A total of 20 fingertip PPG signals were recorded. The signals were divided into 2 subgroups: 1—with a pronounced diastolic wave (n = 10), 2—with a barely noticeable or absent diastolic wave (n = 10). Examples of raw signals from two subgroups are shown in Fig. 2. The difference in the shape of the PPG signals between two subjects is associated with age. It is known that vascular stiffness increases with age, which is reflected in the pulse waveform in the form of a weakening of the diastolic wave35. Thus, these examples of signals reveal intra-subject variability in the pulse waveforms that were analyzed in our study. The reference signal was obtained by smoothing the raw PPG signal using a moving average. As can be seen from Fig. 2, the reference signal completely follows the contour of the raw signal.
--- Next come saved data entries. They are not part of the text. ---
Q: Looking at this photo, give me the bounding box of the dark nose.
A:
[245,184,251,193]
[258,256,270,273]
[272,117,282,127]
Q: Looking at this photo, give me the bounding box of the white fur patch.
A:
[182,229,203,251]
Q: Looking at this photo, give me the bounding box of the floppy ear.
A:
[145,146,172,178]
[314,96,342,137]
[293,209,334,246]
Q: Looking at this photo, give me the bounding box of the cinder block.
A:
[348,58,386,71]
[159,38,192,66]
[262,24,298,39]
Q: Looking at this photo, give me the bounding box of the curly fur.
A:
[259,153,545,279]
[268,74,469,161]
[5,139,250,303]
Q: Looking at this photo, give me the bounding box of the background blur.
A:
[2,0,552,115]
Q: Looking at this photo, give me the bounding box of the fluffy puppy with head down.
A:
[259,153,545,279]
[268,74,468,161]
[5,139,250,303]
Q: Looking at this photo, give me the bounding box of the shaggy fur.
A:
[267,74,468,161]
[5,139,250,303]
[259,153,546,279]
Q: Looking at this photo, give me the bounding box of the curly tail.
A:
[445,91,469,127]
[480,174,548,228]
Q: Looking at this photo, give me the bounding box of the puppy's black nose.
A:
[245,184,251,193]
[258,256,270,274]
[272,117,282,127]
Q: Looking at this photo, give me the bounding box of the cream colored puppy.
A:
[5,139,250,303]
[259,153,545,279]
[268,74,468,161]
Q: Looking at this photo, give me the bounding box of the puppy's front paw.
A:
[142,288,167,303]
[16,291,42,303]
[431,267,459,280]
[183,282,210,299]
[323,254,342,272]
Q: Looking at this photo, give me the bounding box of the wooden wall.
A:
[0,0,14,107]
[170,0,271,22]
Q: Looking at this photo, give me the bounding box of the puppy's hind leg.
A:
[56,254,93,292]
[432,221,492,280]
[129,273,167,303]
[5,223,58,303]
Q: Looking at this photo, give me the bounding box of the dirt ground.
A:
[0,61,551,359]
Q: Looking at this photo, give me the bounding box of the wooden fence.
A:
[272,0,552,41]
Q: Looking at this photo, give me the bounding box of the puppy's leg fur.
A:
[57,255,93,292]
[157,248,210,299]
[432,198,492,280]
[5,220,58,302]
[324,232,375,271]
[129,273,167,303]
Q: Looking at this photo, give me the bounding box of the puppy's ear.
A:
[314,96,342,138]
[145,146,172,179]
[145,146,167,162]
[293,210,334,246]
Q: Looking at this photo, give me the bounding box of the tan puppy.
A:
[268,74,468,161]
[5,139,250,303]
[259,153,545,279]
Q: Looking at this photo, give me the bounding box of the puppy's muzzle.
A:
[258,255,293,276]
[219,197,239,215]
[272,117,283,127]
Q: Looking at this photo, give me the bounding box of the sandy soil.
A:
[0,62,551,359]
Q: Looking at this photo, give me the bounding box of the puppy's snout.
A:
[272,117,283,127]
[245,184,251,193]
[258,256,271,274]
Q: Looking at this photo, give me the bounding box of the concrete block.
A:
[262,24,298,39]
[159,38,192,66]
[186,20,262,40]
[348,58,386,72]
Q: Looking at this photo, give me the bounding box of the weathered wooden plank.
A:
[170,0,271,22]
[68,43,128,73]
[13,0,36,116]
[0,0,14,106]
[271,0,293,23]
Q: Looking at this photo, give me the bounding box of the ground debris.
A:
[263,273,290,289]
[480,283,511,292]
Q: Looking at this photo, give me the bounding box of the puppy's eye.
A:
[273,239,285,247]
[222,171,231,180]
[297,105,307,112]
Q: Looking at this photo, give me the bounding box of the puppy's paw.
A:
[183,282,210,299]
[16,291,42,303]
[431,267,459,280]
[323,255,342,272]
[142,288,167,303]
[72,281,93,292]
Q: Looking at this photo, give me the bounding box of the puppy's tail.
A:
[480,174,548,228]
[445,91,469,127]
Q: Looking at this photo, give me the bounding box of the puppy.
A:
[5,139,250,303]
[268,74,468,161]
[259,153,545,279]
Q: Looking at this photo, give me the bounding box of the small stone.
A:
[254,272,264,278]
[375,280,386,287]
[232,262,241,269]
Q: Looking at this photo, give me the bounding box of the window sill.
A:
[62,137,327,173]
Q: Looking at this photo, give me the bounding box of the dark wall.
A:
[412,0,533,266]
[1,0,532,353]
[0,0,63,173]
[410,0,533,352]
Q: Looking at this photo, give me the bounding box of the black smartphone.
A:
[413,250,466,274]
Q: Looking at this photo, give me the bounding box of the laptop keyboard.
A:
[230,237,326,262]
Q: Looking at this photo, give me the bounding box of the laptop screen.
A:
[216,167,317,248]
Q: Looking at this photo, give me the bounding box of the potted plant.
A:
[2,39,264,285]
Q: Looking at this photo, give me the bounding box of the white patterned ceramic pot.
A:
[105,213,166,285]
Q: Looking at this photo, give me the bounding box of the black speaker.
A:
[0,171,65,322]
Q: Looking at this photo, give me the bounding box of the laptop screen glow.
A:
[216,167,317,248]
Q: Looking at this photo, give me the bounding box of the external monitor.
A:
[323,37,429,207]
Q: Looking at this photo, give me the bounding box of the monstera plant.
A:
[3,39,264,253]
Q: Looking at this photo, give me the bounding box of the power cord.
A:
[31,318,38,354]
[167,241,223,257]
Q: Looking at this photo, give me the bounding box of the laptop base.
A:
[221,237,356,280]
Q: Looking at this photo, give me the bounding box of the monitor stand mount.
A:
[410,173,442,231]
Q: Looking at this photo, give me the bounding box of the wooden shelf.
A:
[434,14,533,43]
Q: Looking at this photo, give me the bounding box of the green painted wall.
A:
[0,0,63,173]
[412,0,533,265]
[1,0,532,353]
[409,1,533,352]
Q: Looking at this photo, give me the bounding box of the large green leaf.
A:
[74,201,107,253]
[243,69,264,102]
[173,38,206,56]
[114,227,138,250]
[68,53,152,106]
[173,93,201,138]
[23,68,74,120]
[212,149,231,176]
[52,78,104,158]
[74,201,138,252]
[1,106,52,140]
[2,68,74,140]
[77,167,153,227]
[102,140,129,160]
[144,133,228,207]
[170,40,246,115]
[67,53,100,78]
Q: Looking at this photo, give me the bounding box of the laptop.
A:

This allows us to compare the filtered signals to a reference signal rather than to a raw signal, which contains high-frequency noise. We also plotted the power spectra of presented signals to estimate the frequency range of the useful signal and noise (see Fig. 2c,d). As can be seen, the useful harmonics of both PPG signals are concentrated to approximately 10 Hz. The noise has a uniform distribution over the entire frequency band with separate harmonics at 30, 50 Hz, etc. and its level is approximately − 90 dB (orange line in Fig. 2c,d).

Figure 2
figure 2

Examples of recorded raw PPG signals of 2 types: with a pronounced diastolic wave (a) and without it (b). The reference signal is the raw signal smoothed using a moving average with a window of 3.125 ms. Power spectrum of raw signals from subject 1 (c) and subject 2 (d).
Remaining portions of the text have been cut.